マスクの窓から野球を見ればBACK NUMBER
2020年ドラフトを1人で予想2/3。
広島は大砲、阪神はバッテリー重視。
text by
安倍昌彦Masahiko Abe
photograph byKyodo News
posted2020/04/14 08:00
苫小牧駒大の伊藤大海は2020年ドラフトの目玉の1人。MAX155kmは伊達ではない。
■阪神はどう考えても先発が足りない。
〔阪神タイガース 2020年ひとりドラフト指名選手〕
1位 投手 伊藤大海(苫小牧駒大) 176cm82kg 右投左打
2位 投手 有村大誠(立命館大) 185cm88kg 右投右打
3位 捕手 牧原巧汰(日大藤沢高) 174cm78kg 右投左打
〔総評〕
1位・伊藤大海、ズバッときまって、よかった。
エースが西勇輝だとして、その後に昨季9勝の青柳晃洋で、そこから先が高橋遥人なのか、秋山拓巳なのか……。猛虎タイガース、どう考えても先発ローテーションが2人も3人も足りない。
伊藤は使えるor使えないというレベルではなく、シーズンの頭から使ってしまえば必ず働ける男だ。
150キロ前後は当たり前。加えて140キロに達するスライダーにフォーク。速球と区別のつきにくい高速の変化で勝負できるから、手に負えない。

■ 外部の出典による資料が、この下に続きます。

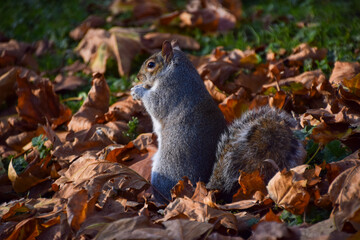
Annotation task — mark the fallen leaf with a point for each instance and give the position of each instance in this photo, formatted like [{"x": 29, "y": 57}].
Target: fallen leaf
[
  {"x": 344, "y": 193},
  {"x": 79, "y": 207},
  {"x": 335, "y": 168},
  {"x": 90, "y": 22},
  {"x": 95, "y": 105},
  {"x": 132, "y": 228},
  {"x": 215, "y": 93},
  {"x": 249, "y": 184},
  {"x": 182, "y": 188},
  {"x": 343, "y": 71},
  {"x": 196, "y": 211},
  {"x": 209, "y": 16},
  {"x": 235, "y": 105},
  {"x": 323, "y": 230},
  {"x": 288, "y": 189},
  {"x": 77, "y": 143},
  {"x": 303, "y": 52},
  {"x": 137, "y": 154},
  {"x": 124, "y": 46},
  {"x": 110, "y": 179},
  {"x": 63, "y": 83},
  {"x": 275, "y": 230},
  {"x": 155, "y": 40},
  {"x": 38, "y": 103},
  {"x": 36, "y": 172}
]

あとは“緩”だ。速球に近い腕の振りからカーブを投げられたら、いきなり15勝もあっておかしくない。
抑えと捕手も獲得ポイント。
近未来の先発の星が伊藤大海なら、抑えを受け持つ大型右腕が2位・有村大誠だ。
熊本・秀岳館高当時は、1つ下に田浦文丸(現・ソフトバンク)や川端健斗(現・立教大)がいて目立たなかったが、大学では2年秋のリーグ戦で防御率1位。3年時にはリリーフの切り札として奮投し、先発・抑えどちらもこなせる可能性を立証してみせた。
投手とともに猛虎復活のカギを握るのは、意外と「捕手」というポジションではないか。昨年と一昨年、梅野隆太郎がレギュラーマスクを獲得したかに見えるが、果たして、次期レギュラーマスクは誰なのか。
今季入団の藤田健斗(中京学院大中京高)は守備ワークに好センスを見せるが、バッティングがやや心細い。
そこで、第2の「森友哉」に目が止まった。
牧原巧汰のスイングスピードと長打力、さらに抜群のスローイング精度とそのスピード。捕手としての資質は、西武・森友哉捕手に匹敵すると見ている。
特に「捕手」に人材が少ない「2020ドラフト」。実際には、もっと速い順位での指名も十分考えられる。現時点で全国的には無名の存在でも、持ち合わせている素質はプロでレギュラーが張れる逸材。
例年、ドラフト指名についてとやかく言われがちな阪神だが、こんな3人が取れたらちょっと胸を張れるのではないだろうか。